Prova: Meia Maratona de Lanzarote

Relato enviado em 23 de dezembro de 2011

Tive férias sensacionais andando pelo Atacama e pela Bolívia em outubro. Férias a passeio, puro, sem corridas no meio. Mas apesar disso não esqueci o lado corredor. Imaginei que tanto tempo em altitude, alcançando quase 6.000 metros, devem ter gerado algumas hemácias a mais que poderiam em ajudar no que restava do ano. Por não ter corrido, por estar de férias estava destreinado, e o tempo era curto para uma prova longa. Mas no tempo que restava até o final do ano achei que daria para fazer uma meia maratona e pus-me a procurar uma para aproveitar meus pulmões cheios de oxigênio.

Adoro minha cidade, São Paulo, e havia uma meia maratona aqui no final de novembro, mas como é um período de muito calor, e como qualquer desculpa pra mim é válida para viajar, resolvi procurar alguma coisa em um lugar diferente. A primeira opção era Benidorm, perto de Valencia, uma cidade que eu não conheço e que dizem ser muito interessante. Até comprei as passgens, mas aí percebi um erro grave: caía justo no meu aniversário de casamento e essa seria uma viagem solo, já que a esposa não tinha como se afastar uns dias do trabalho. Tive que mudar e acabei achando uma maratona em Lanzarote, a ilha mais ocidental das Canárias, terra que José Saramago escolhera para viver em seus últimos anos de vida. Confesso que essa era a única informação que tinha da ilha.

Mas pesquisando tudo se aprende e vim a descobrir que Lanzarote, mais do que isso, mais do que apenas uma ilha das Canárias, era um lugar diferente, surreal.

A intensa atividade vulcânica na ilha e a proximidade com a África (fica apenas a cerca de 100km da costa marroquina, é a ilha mais próxima do continente) fizeram com que ela tivesse uma paisagem meio lunar, e um clima semi-árido. Boa parte da costa oeste é dominada por uma série de vulcões que entraram em erupção nos séculos XVI e XVII e que formam o Parque Nacional Timanfaya.

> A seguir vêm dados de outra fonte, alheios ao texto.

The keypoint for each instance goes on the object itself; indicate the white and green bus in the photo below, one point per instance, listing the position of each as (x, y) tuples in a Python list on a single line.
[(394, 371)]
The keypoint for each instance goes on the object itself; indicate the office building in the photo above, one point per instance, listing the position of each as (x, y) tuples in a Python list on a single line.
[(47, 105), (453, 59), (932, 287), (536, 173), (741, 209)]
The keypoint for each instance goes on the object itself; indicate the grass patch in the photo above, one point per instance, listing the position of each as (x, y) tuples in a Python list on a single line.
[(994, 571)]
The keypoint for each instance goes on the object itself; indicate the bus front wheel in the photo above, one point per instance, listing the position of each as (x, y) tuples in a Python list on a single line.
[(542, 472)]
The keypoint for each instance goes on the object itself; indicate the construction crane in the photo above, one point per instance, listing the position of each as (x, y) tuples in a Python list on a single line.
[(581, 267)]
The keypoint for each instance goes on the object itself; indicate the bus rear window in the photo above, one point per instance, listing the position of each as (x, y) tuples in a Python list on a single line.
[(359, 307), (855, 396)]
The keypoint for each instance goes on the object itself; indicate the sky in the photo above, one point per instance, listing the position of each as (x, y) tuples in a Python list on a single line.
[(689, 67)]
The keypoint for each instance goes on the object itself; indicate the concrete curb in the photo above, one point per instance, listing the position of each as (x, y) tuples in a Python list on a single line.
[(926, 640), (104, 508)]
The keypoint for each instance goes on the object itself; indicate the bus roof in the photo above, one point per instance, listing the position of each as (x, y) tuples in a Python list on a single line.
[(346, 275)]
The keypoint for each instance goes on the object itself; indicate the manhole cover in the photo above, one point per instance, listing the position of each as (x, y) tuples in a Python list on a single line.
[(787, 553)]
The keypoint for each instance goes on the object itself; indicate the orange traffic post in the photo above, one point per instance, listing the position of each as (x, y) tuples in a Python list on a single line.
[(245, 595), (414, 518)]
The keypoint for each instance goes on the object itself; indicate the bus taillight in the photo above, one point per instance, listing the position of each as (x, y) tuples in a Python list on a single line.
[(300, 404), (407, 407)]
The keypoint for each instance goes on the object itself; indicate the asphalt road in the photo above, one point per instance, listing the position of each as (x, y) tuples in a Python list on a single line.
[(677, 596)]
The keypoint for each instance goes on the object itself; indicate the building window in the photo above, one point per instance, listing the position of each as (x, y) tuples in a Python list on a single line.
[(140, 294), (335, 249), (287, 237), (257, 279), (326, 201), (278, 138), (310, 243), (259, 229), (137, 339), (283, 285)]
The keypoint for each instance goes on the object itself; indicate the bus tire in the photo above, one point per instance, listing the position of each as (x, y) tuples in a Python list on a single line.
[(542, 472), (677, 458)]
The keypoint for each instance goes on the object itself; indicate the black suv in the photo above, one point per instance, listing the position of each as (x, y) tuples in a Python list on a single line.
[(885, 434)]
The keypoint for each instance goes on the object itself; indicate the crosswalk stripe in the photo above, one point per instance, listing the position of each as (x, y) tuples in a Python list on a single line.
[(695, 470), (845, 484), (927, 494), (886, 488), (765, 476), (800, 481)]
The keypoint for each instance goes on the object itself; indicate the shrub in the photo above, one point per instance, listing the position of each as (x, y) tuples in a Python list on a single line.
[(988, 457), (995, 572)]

Do outro lado, ficam as cidades, os resorts e as praias. Mas o mais interessante nessa ilha é que, à exceção de Arrecife, a capital, onde existem alguns prédios mais ocidentalizados, e os próprios prédios-monstro de alguns resorts, toda a arquitetura das cidades e vilas é saarica. Todas as casas e construções são brancas e possuem um formato quadrado, sem telhado, já que chove muito pouco. Na estrada (todas ótimas, padrão europeu) se vê de longe uma vila: é uma mancha branca no horizonte.

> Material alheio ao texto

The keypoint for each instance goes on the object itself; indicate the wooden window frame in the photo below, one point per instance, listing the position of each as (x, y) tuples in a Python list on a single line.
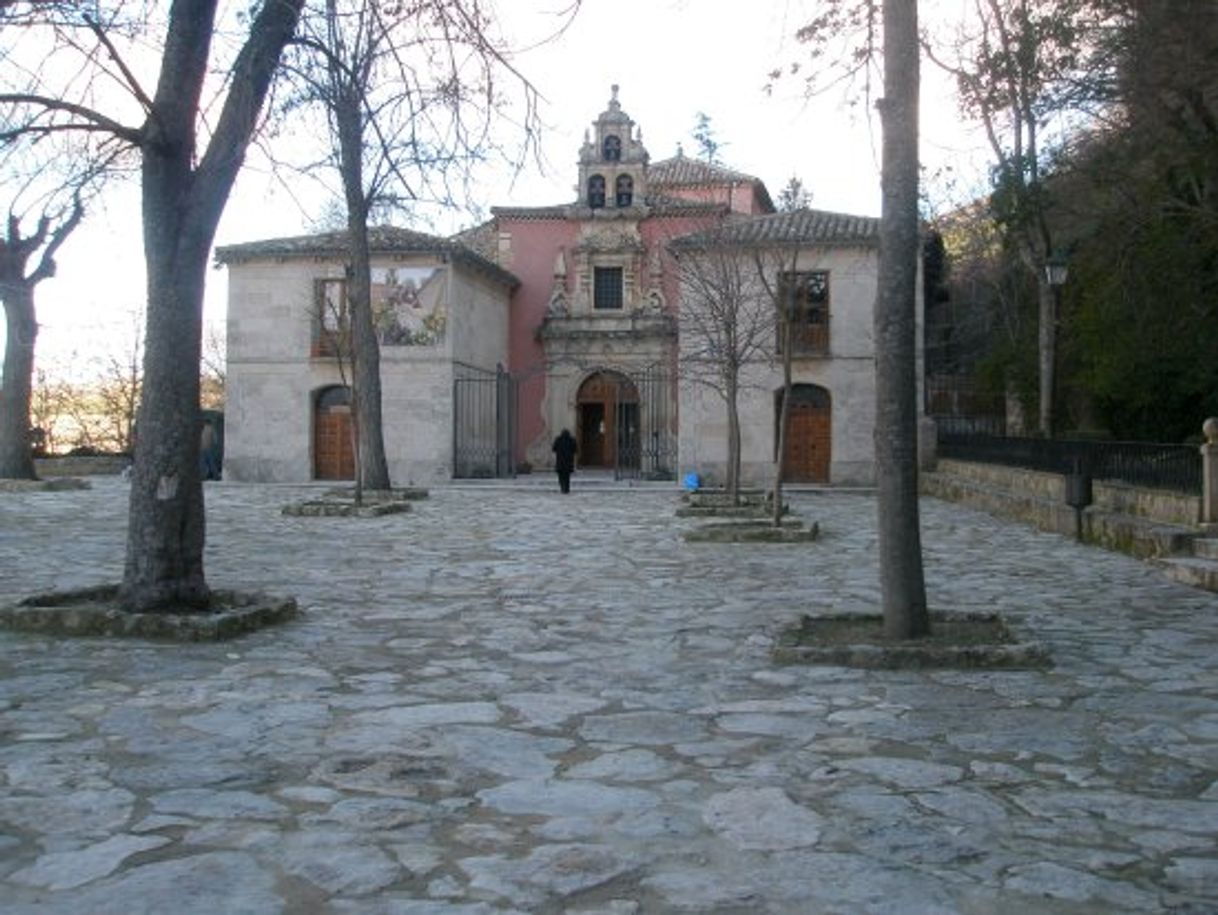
[(810, 312), (608, 296)]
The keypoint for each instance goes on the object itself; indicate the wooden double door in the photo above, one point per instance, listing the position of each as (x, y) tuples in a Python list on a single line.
[(607, 420), (809, 444), (334, 455)]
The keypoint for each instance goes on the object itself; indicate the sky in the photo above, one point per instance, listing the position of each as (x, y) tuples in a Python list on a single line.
[(671, 59)]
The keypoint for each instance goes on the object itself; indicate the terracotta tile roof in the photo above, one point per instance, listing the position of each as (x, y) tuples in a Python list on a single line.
[(660, 204), (682, 171), (799, 227), (381, 239)]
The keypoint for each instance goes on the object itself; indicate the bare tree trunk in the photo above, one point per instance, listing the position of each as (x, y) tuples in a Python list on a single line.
[(900, 547), (373, 467), (16, 459), (183, 201), (780, 464), (733, 440)]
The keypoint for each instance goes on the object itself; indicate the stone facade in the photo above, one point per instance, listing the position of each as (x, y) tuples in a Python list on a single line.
[(448, 314), (581, 305)]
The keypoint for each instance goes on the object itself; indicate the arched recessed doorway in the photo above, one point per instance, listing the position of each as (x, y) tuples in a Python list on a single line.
[(607, 420), (334, 455), (809, 434)]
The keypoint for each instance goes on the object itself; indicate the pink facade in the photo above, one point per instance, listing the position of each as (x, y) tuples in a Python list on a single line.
[(564, 339)]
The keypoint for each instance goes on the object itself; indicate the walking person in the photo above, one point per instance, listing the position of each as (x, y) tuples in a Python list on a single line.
[(564, 458)]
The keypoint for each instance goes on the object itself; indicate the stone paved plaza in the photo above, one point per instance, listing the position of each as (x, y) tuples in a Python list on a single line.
[(513, 702)]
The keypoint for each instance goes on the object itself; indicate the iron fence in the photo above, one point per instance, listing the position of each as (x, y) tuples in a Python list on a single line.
[(644, 447), (1167, 467)]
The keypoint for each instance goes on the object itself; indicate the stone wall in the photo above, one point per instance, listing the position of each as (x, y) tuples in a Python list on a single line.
[(1133, 519), (74, 466)]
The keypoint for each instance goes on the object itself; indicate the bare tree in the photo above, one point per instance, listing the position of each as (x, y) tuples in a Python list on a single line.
[(336, 339), (118, 385), (726, 325), (900, 544), (776, 268), (409, 94), (213, 368), (26, 260), (188, 165), (1020, 63)]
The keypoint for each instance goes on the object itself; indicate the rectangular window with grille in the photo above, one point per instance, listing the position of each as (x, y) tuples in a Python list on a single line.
[(330, 324), (607, 289), (806, 295)]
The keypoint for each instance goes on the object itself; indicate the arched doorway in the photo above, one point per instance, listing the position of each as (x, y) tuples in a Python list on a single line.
[(334, 456), (607, 419), (809, 434)]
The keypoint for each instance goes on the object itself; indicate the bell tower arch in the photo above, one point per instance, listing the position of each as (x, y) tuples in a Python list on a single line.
[(613, 163)]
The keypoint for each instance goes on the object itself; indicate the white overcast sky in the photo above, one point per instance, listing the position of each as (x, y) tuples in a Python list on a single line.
[(671, 60)]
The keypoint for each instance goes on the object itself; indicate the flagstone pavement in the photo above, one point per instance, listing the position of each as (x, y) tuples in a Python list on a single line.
[(509, 701)]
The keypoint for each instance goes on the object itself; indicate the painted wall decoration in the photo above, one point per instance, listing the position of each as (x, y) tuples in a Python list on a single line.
[(408, 307)]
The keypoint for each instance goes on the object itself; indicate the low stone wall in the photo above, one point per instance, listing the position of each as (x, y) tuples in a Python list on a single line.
[(74, 466), (1133, 519)]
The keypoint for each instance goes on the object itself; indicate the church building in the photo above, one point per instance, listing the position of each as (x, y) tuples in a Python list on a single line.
[(557, 317)]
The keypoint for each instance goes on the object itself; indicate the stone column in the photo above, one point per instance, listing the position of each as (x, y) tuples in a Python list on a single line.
[(1210, 474), (927, 444)]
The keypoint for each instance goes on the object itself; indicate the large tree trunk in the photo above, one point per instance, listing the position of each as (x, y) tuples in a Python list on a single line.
[(900, 546), (366, 364), (16, 461), (373, 469), (183, 201)]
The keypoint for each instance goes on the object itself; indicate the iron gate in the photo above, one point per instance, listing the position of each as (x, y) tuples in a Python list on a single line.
[(644, 441), (484, 423)]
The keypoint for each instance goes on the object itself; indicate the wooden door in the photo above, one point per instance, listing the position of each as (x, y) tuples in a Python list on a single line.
[(334, 457), (809, 438), (592, 435)]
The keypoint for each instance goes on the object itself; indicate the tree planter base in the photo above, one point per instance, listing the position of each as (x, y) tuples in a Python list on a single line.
[(398, 494), (728, 511), (59, 484), (791, 531), (957, 640), (702, 498), (344, 508), (95, 612)]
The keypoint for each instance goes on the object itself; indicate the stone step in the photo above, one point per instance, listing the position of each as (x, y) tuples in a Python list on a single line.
[(1205, 547), (1189, 570)]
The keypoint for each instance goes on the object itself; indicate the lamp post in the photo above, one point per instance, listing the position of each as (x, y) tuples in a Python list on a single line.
[(1056, 271)]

As atrações turísticas estão vinculadas ao vulcanismo, às obras de Cesar Manrique ou às praias. Quanto a essas, sinceramente não achei grande coisa, mas deve ser um belo atrativo para os europeus, já que a uma distância relativamente curta você pode fugir do inverno de dezembro e pegar um solzinho. O que tinha de escandinavo e inglês por lá não tá no gibi!

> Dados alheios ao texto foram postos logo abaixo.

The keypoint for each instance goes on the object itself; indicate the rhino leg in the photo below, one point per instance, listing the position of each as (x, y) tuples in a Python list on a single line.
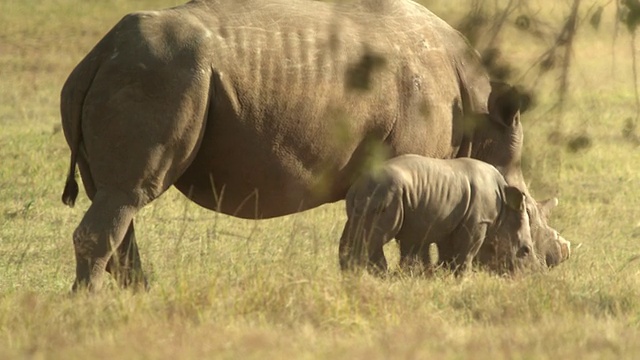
[(446, 255), (465, 243), (414, 253), (125, 264), (362, 241)]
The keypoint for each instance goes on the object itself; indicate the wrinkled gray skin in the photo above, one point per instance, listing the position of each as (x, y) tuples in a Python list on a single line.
[(263, 108), (459, 204)]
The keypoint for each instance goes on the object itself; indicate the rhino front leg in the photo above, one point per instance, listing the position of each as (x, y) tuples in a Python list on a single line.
[(125, 264), (361, 246)]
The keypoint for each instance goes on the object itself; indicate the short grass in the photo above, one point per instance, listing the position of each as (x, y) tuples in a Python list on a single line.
[(228, 288)]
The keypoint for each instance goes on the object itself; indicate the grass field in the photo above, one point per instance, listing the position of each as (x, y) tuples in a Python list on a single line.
[(228, 288)]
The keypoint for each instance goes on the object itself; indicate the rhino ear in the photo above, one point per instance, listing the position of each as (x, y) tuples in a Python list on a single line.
[(504, 103), (514, 198), (547, 205)]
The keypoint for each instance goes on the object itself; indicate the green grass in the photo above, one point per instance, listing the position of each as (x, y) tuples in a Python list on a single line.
[(229, 288)]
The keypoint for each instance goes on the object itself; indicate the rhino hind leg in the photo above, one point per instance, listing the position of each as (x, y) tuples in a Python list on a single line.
[(125, 264), (458, 252), (100, 232)]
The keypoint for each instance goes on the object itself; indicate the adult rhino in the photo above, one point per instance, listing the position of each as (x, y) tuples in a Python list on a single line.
[(263, 108)]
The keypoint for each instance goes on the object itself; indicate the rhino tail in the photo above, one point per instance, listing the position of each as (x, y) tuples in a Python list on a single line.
[(72, 99), (70, 192)]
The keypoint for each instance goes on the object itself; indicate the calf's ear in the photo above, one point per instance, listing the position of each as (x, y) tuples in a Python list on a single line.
[(505, 103), (514, 198), (547, 205)]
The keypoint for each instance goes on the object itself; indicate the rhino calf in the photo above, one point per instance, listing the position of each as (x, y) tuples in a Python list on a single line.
[(458, 204)]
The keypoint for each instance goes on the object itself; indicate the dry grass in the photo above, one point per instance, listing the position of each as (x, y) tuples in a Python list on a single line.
[(229, 288)]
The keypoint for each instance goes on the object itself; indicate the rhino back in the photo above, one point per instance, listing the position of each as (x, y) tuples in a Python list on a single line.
[(287, 83), (299, 90)]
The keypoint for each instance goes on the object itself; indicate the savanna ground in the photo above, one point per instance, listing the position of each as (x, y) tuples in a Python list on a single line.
[(229, 288)]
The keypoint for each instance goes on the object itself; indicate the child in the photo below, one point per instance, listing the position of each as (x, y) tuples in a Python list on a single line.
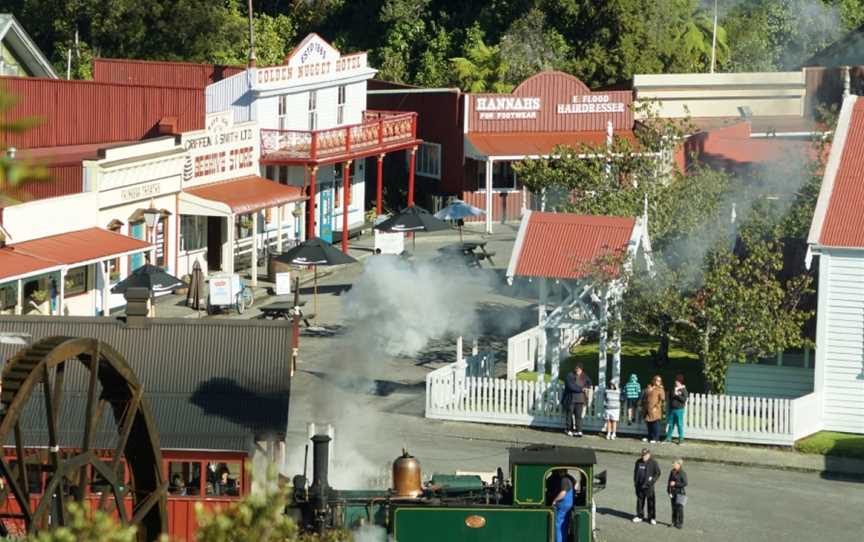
[(632, 392), (612, 405)]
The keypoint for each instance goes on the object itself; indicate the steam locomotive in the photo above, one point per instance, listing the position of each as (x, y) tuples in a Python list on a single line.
[(456, 507)]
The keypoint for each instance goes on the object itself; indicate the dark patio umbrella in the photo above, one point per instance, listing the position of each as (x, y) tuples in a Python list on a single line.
[(314, 252), (413, 219), (151, 277)]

Quanto aos vulcões, ótimas paisagens. Mirantes (Mirador del Rio), cavernas escavadas pela lava (Jameos de Água, Cueva de los Verdes), minigeiseres criados pelo homem, algo bem diferente para nós. E quanto ao artista, ele criou algumas coisas meio malucas, como um Jardim de cactos do mundo todo, museos, fundações etc. A ilha tem muitas coisas a se ver, considerando-se o seu tamanho (cruza-se, de carro, em menos de uma hora). Há também alguns vinhedos, mas acabei não tendo tempo de vê-los.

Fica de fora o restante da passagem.